Bevor ich Nic in mein Leben gelassen hatte, waren mir die Menschen egal. Ich hatte nie um etwas gekämpft. Ich hatte es mir einfach genommen, denn es gab niemanden, der es nicht zugelassen hätte. Auch unsere Beziehung basierte darauf, dass er mir hinterherlief.
Ts.. Das letzte Mal, als ich in ihm hinterher gelaufen war, hatte ich vor Amanda geheult und ihn dabei beobachten können, wie er seine Zunge diesem Noah in den Hals steckte.
Mein Kopf ratterte und ratterte und ehe ich genauer darüber nachdenken konnte, stand ich auch schon auf dem Parkplatz vom jills.
Keine gute Idee.
Während mich die Stammgäste vor einem Jahr noch angepöbelt hatten, senkten sie nun den Kopf, sobald ich das Gebäude betrat. Ein Großteil der Gäste gehörten zu kleineren Untergruppen der Mafia. Sie gehörten zu den Leuten, die ihren besten Freund abstechen würden, nur um einen höheren Rang zu erreichen. Somit wunderte es mich auch nicht, dass einige sich zusammenrafften und  darüber diskutierten mich anzusprechen oder nicht. Als ob ich mich für ihre jämmerliche Existenz interessieren würde.

Ich setzte mich direkt an die Theke und bestellte einen Whisky nach dem anderen.

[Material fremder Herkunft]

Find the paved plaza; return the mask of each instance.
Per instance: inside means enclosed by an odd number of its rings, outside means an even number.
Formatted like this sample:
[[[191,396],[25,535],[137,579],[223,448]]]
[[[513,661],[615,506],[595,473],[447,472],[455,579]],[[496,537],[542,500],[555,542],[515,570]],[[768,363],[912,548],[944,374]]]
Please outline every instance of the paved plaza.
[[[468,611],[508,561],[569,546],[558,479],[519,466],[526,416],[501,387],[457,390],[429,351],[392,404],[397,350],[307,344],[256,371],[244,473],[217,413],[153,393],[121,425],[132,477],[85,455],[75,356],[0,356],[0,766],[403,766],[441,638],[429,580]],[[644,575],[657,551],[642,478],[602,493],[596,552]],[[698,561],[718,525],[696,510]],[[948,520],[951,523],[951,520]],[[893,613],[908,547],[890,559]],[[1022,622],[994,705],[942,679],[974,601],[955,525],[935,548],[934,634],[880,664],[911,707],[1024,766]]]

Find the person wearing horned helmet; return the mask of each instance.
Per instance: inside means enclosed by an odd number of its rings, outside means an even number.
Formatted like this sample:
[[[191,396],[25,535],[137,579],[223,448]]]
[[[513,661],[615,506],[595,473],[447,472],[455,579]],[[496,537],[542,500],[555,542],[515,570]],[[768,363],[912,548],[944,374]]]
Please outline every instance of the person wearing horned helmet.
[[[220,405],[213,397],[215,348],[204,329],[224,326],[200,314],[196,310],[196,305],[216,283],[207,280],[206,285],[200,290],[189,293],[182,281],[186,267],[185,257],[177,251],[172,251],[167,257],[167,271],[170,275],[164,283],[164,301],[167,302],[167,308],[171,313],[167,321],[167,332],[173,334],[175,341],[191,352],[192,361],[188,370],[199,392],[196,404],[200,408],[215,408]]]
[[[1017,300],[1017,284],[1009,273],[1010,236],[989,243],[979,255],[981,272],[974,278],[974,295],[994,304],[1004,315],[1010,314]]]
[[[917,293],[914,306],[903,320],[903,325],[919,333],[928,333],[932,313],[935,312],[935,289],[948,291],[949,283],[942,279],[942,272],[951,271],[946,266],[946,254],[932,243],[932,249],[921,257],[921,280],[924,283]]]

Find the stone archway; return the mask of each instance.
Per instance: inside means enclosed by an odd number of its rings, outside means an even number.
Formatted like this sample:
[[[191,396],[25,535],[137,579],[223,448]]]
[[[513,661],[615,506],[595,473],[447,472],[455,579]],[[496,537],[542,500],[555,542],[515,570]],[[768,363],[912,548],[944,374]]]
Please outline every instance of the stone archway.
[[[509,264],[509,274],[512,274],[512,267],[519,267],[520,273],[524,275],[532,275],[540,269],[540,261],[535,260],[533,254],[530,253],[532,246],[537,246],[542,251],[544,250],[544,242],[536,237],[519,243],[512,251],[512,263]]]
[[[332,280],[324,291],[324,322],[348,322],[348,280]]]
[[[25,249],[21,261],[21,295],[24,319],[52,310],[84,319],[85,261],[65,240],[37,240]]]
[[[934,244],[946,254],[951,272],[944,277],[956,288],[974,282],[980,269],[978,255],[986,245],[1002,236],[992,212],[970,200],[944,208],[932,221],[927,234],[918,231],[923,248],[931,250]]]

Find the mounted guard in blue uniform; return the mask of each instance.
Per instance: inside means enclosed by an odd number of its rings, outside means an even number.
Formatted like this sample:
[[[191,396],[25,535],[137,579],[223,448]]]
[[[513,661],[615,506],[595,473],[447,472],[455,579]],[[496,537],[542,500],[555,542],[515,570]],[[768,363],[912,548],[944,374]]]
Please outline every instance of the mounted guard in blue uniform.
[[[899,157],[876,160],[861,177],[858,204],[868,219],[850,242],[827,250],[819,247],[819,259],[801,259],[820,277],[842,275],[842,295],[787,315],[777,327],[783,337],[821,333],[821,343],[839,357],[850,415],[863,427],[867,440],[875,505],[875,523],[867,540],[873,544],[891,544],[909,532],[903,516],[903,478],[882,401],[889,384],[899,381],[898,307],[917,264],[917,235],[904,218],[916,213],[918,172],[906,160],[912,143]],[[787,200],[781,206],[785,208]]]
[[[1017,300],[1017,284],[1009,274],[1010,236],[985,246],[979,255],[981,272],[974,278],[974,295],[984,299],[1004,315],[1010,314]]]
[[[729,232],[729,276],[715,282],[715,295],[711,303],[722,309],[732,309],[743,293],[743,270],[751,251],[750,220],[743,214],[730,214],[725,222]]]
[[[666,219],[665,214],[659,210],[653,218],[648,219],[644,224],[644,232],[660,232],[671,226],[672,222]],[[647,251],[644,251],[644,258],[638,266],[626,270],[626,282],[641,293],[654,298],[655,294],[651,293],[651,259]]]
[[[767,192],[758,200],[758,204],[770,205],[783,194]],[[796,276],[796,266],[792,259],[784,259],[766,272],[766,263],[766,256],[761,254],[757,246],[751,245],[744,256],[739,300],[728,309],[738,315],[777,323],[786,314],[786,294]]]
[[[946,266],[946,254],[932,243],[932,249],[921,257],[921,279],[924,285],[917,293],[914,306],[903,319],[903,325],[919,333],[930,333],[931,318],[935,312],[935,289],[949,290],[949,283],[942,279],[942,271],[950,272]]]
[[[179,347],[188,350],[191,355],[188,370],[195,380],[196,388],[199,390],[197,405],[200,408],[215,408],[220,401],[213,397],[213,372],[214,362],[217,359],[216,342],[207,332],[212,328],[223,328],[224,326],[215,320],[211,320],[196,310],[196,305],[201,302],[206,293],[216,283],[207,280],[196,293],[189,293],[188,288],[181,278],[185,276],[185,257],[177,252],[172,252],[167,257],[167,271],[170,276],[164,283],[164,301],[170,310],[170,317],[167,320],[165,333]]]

"Harter Tag?" fragte mich der Barmann, der offensichtlich neu war. "Eher hartes Leben.." nuschelte ich nachdenklich und verbrachte die nächsten Stunden damit, mein Getränk anzustarren.

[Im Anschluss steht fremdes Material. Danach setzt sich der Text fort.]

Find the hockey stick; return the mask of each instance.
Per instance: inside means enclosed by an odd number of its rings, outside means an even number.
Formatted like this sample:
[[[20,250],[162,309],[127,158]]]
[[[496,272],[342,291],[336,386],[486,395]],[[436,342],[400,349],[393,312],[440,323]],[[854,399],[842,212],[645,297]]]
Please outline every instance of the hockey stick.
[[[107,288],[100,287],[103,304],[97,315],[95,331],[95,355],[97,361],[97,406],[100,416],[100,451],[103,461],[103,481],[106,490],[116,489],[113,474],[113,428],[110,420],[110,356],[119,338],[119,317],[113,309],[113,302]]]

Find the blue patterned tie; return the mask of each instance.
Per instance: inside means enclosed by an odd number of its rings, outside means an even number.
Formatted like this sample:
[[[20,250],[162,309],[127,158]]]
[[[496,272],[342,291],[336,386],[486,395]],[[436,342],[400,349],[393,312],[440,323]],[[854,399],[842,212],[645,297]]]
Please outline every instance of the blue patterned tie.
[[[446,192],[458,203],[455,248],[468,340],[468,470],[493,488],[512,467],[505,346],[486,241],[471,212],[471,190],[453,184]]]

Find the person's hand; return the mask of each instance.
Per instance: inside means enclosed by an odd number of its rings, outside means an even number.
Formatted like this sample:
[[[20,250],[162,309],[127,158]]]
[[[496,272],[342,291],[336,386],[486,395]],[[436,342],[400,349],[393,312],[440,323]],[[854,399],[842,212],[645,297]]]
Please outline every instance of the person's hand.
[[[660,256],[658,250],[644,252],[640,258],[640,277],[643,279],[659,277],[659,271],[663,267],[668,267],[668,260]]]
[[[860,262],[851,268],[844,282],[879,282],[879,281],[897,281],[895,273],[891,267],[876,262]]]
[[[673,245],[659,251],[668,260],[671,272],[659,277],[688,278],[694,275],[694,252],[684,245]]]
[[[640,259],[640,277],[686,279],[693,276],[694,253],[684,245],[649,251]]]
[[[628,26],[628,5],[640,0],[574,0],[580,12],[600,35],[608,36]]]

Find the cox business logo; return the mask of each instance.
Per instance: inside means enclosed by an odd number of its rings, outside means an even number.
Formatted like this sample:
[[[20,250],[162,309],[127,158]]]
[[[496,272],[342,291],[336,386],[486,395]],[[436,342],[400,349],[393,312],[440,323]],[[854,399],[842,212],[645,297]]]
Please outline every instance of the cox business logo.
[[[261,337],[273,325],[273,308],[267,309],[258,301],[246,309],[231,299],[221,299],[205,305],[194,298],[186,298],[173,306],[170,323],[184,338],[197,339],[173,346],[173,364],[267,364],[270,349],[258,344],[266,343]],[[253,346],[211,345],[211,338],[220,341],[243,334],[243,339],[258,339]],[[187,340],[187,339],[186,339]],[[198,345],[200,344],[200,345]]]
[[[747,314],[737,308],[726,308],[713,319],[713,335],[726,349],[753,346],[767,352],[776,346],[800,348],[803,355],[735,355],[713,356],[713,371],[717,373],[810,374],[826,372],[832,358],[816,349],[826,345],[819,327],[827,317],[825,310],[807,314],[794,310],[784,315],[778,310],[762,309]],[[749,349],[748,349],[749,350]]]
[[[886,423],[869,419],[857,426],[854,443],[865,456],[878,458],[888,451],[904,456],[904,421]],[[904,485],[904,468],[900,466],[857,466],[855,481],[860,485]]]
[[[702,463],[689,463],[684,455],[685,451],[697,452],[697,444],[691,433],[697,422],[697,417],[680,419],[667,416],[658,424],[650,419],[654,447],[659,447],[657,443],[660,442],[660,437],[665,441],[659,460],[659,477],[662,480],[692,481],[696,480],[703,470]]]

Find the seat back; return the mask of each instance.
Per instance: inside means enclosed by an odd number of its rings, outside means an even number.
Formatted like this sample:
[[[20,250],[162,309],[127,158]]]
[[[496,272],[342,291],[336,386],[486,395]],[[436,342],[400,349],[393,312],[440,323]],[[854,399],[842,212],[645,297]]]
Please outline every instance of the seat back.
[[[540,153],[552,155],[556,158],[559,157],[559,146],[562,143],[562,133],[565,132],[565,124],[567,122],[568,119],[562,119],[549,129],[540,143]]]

Statt mir einen Plan zu überlegen, Nicolai irgendwie glücklich zu machen, drifteten meine Gedanken eher zu meinem verkorksten Leben, welches mich zu der Person gemacht hatte, welche ich nun war. Ich erinnerte mich nur wenig an meine Mutter, aber sie war gut. Nicht wie mein männlicher Erzeuger. Er hatte sie kaputt gemacht. Er hatte sie zerstört, sie in den Wahnsinn getrieben bis sie den Tod ihm vorzog. Was, wenn ich dasselbe mit Nicolai tat.